I'm not talking about the attribute values. I'm talking about using  
the DOM in a way that is architecturally sound from the point of view  
of Namespaces--i.e. using the Level 2 view instead of the Level 1  
view. (This may seem theoretical; see below.)

>> 6) All features going into HTML5 should be robust and sane under
>> scripting even if the people proposing the feature where interested
>> in read-only use case is outside browsers. This includes keeping
>> script-generated DOMs serializable.
>> 7) If, in order to satisfy point #2 above, your feature requires
>> using getAttribute (without NS) on getting but setAttributeNS (with
>> NS) on setting (to keep the XML DOM serializable!), your feature
>> isn't satisfying point #6.
> Mark is right on this: RDFa parsing remains easy and consistent. The  
> key
> is to *never* use setAttributeNS or getAttributeNS. Since RDFa doesn't
> use QNames, that's not surprising.
> We do use xmlns prefix bindings, but we don't need to rely on the
> browser to parse those bindings, we can do that ourselves easily,
> exactly as if we had used @prefix all along.
> So, to implementors, we simply say: use setAttribute and getAttribute,
> *never* setAttributeNS or getAttributeNS.

If you are advocating never using the Level 2 view, you are basically  
advocating a programming model that isn't architecturally soundly  
layered on top of Namespaces in XML--on top of which all XML  
vocabularies defined by the W3C have been layered.

When you were speccing this, didn't it seem like a problem  
(Architectural, architectural or otherwise) to you that you needed to  
adopt implementation advice that effective says "Never use DOM Level 2"?

Although this looks like a non-problem in browsers because the  
Namespace-unaware DOM Level 1 view is available, it is a technical  
problem with APIs that only provide a Namespace-aware representation.  
For example, XOM doesn't allow attributes called xmlns:foo in the data  
model. Non-browser consumers are important, and it should be perfectly  
reasonable to use XOM in such a consumer.

There's also a technical issue for browsers: For resolving a prefix in  
a namespace mapping context on the XML side in a browser, it would  
make sense to intern the prefix being queried and then do pointer  
compares against interned local names of attributes in the "http://www.w3.org/2000/xmlns/ 
" namespace as traversing up the tree. If you ever wanted browsers to  
implement any RDFa features natively, being sensitive to xmlns:foo  
attributes set with setAttribute() would preclude a pointer compare- 
based lookup and would require actually inspecting string data unless  
the internal data structures of browsers were changed. (But see point  
#13 in my previous email on the topic of changing the data structures.)

(Politically, it seems rather radical to remove Namespaces in XML from  
the XML Architecture layer cake when recommending how to process a W3C  
XML vocabulary.
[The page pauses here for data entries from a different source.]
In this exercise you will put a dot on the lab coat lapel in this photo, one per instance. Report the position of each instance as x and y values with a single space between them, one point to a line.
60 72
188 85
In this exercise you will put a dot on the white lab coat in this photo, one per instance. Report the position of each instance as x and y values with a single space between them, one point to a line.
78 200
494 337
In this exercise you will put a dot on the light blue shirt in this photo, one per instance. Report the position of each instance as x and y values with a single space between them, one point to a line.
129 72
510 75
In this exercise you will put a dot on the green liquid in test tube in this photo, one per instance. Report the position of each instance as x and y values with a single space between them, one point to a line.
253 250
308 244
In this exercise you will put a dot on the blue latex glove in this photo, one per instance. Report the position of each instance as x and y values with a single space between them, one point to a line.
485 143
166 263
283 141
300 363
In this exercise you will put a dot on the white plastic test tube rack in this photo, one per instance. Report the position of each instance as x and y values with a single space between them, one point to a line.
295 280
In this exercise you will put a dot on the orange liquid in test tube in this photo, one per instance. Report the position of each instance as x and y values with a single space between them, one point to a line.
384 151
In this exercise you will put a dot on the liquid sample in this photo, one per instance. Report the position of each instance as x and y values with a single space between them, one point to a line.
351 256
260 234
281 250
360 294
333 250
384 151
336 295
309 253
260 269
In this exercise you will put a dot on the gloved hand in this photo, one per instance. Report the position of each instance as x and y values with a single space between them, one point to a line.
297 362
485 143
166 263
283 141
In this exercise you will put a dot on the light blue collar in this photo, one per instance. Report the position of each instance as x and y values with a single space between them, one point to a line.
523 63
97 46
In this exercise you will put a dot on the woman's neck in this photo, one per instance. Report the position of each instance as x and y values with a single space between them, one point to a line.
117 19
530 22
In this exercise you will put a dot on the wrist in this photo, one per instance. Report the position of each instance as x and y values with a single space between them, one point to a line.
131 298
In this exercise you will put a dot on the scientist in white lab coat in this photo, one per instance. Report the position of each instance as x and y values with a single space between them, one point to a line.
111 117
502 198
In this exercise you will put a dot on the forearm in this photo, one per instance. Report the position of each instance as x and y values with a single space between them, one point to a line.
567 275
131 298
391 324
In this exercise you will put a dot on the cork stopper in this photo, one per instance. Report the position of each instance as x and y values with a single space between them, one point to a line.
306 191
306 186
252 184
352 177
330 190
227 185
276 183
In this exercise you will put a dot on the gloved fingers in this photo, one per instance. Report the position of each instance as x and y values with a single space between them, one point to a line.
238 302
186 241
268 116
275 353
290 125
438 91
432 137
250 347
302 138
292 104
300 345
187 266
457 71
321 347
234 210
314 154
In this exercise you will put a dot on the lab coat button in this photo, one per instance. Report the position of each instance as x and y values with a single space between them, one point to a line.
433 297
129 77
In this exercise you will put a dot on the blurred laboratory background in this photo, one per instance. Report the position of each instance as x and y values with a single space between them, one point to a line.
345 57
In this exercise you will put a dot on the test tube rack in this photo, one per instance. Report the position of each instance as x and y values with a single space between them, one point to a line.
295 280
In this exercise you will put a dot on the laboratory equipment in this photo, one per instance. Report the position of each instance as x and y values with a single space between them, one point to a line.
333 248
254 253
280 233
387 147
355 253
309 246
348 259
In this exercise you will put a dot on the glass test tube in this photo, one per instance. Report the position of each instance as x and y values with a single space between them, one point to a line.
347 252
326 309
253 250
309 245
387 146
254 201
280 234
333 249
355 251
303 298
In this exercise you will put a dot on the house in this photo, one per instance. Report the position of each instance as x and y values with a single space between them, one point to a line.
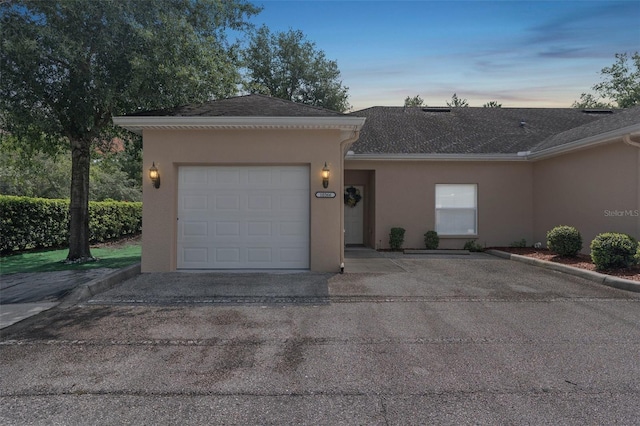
255 182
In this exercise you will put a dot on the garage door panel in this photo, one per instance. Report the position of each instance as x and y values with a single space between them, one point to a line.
255 218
Even if HTML5 may at times be seen as politically  
radical at the W3C, it isn't *this* radical! HTML5 tries to hide  
namespace *syntax* from the view as much as possible, but data model  
is still the Namespace-aware DOM.)

> I've expanded our evolving example to show that, no matter the mime  
> type:
> - you can dynamically add RDFa to the DOM using setAttribute.
> - you can serialize the resulting DOM appropriately using innerHTML.

I admit that I was surprised that this step didn't throw on the XML  

> I think it's safe to say that we have a robust and sane way to
> consistently parse RDFa in both HTML and XHTML DOMs, with robustness
> across DOM manipulation and serialization, even when using xmlns:*.  
> The
> key is to remember that we don't use QNames.

Let's see if it's robust when a script mutates a parser-inserted  

Not robust in Opera.

> So, I maintain my claim that the opposition to xmlns:* is mainly one  
> of
> personal taste, not a technical problem of any sort. I'm certainly
> receptive to this issue of taste, which is why I'm happy with our
> @prefix explorations.
> But it's important to be clear about why we're doing this: it isn't a
> technical limitation or even a question of developer consistency.

The technical issue with using Level 1 setters isn't as bad in  
browsers as I had thought, but I disagree with your dismissal of the  
technical issue (see the XOM and browser-internal cases above).